Overview of Materials Qualification Needs for Metal Additive Manufacturing

Abstract: This overview highlights some of the key aspects regarding materials qualification needs across the additive manufacturing (AM) spectrum. AM technology has experienced considerable publicity and growth in the past few years with many successful insertions for non-mission-critical applications. However, to meet the full potential that AM has to offer, especially for flight-critical components (e.g., rotating parts, fracture-critical parts, etc.), qualification and certification efforts are necessary. While development of qualification standards will address some of these needs, this overview outlines some of the other key areas that will need to be considered in the qualification path, including various process-, microstructure-, and fracture-modeling activities in addition to integrating these with lifing activities targeting specific components.
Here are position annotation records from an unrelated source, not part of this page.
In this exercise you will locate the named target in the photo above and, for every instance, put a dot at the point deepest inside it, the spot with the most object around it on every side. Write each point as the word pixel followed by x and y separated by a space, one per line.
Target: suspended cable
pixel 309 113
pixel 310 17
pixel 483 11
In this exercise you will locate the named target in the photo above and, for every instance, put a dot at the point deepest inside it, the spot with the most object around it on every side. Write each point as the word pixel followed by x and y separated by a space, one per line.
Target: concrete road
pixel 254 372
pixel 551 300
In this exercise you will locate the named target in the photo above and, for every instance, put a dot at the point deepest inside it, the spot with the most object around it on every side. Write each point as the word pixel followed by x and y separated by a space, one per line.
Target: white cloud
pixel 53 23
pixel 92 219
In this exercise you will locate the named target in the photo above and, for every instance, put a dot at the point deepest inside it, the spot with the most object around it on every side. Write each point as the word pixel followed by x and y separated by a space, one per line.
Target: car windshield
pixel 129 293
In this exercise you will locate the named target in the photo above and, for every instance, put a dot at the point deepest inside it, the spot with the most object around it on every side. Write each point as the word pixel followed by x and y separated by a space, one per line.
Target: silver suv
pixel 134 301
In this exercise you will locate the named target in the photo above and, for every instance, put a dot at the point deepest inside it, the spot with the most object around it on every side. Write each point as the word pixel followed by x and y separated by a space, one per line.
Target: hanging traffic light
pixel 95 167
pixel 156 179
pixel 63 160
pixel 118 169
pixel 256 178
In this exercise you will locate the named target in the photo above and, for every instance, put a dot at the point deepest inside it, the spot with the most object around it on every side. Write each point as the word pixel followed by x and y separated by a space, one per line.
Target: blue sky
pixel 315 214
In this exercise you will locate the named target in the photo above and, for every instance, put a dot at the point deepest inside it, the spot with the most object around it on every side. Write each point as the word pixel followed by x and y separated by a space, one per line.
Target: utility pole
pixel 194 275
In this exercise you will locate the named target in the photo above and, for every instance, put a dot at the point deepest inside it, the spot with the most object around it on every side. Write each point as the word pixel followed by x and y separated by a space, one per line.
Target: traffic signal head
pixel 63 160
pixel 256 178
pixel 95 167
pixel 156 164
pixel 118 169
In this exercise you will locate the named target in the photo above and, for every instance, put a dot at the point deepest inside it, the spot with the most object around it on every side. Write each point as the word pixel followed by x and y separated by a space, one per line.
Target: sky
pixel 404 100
Ongoing work in the Advanced Manufacturing and Mechanical Reliability Center at Case Western Reserve University is focusing on fracture and fatigue testing to rapidly assess critical mechanical properties of some titanium alloys before and after post-processing, in addition to conducting nondestructive testing/evaluation using micro-computerized tomography at General Electric. Process mapping studies are being conducted at Carnegie Mellon University while large area microstructure characterization and informatics (EBSD and BSE) analyses are being conducted at Materials Resources LLC to enable future integration of these efforts via an Integrated Computational Materials Engineering approach to AM. Possible future pathways for materials qualification are provided.